Выбрать главу

– Но, ваша светлость, мы будем вынуждены скрываться от этого мира. Мы навсегда станем преступниками. Вы возненавидите меня.

Он потупил взор.

– Мне больше нечего сказать вам, граф…

– Я живу тобой, Жанна! Идем, я выведу тебя отсюда. После этого, если захочешь, я оставлю тебя.

– Я обречена, мой господин, – со слезами отвечала Жанна. – Вы причиняете мне страдания. Уходите, прошу.

– Нет! – Он схватил ее за руку. Тело его пылало в горячке, крупные капли пота выступили на лбу. – Ты пойдешь со мной, Жанна.

– Уходите, граф, – отвечала она, качая головой. – Прошу вас, не мучайте нас обоих.

В коридоре послышался звук шагов. Несколько человек приближалось к камере. Сэр Этьен коротко взглянул на дверь, на которой изнутри не было засова. Крошечные щели на древесине приобрели оранжевый оттенок – идущие несли факел.
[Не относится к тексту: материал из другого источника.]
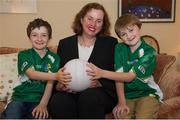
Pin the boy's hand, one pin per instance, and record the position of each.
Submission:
(63, 77)
(40, 112)
(120, 110)
(62, 87)
(94, 71)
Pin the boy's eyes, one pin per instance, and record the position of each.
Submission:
(129, 30)
(43, 35)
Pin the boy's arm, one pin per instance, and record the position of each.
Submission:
(41, 111)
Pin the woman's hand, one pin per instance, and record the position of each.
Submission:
(120, 110)
(40, 112)
(94, 71)
(62, 87)
(63, 77)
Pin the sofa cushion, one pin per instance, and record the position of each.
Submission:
(8, 74)
(164, 62)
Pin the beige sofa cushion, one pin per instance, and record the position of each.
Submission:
(8, 74)
(164, 62)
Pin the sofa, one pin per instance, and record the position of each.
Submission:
(166, 76)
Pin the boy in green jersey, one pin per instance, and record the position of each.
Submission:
(138, 94)
(37, 69)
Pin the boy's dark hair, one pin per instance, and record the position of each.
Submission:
(77, 26)
(37, 23)
(126, 20)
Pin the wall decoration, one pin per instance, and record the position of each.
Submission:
(149, 10)
(18, 6)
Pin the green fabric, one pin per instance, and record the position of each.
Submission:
(142, 62)
(30, 90)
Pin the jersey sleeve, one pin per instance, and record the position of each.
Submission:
(24, 62)
(146, 64)
(118, 59)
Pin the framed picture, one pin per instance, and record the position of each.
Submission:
(149, 10)
(18, 6)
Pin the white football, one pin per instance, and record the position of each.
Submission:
(80, 80)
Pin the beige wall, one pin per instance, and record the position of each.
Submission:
(60, 14)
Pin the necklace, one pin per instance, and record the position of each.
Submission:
(86, 42)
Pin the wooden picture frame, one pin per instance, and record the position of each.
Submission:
(149, 10)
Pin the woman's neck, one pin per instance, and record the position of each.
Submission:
(86, 41)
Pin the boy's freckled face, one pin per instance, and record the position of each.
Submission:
(39, 38)
(130, 35)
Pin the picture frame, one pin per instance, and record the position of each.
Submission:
(18, 6)
(149, 11)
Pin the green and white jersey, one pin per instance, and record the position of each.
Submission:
(142, 62)
(30, 90)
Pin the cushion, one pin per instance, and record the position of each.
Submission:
(164, 62)
(8, 74)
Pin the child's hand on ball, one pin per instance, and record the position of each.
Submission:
(63, 77)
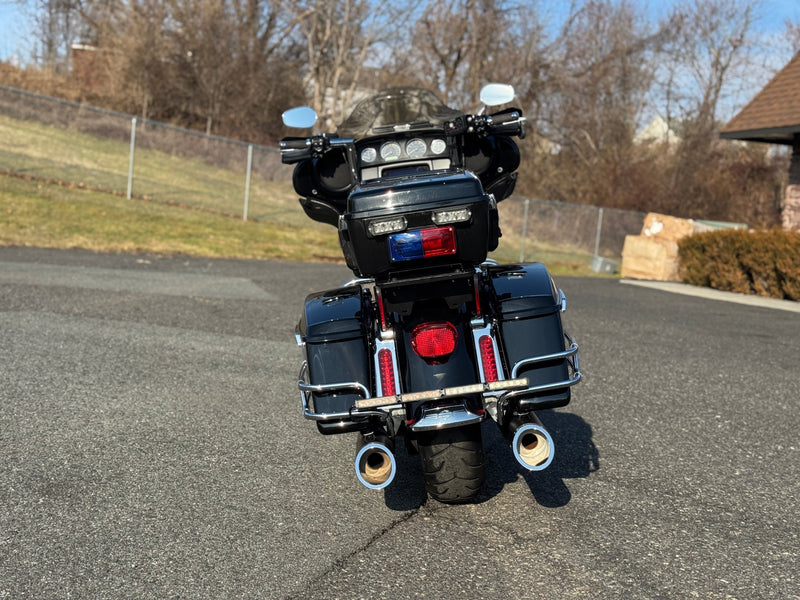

– Совсем нет времени. Выйдем, Я немедленно все для тебя сделаю, – зашептал рыцарь. – Идем.

– Ваша светлость, этого не может быть, – Жанна высвободила руку.

Слезы брызнули из глаз графа. Закрыв лицо, с проклятием он повернулся к узкой каменной лестнице. Дверь распахнулась, и на пороге появились трое монахов, и среди них тучный брат Любар.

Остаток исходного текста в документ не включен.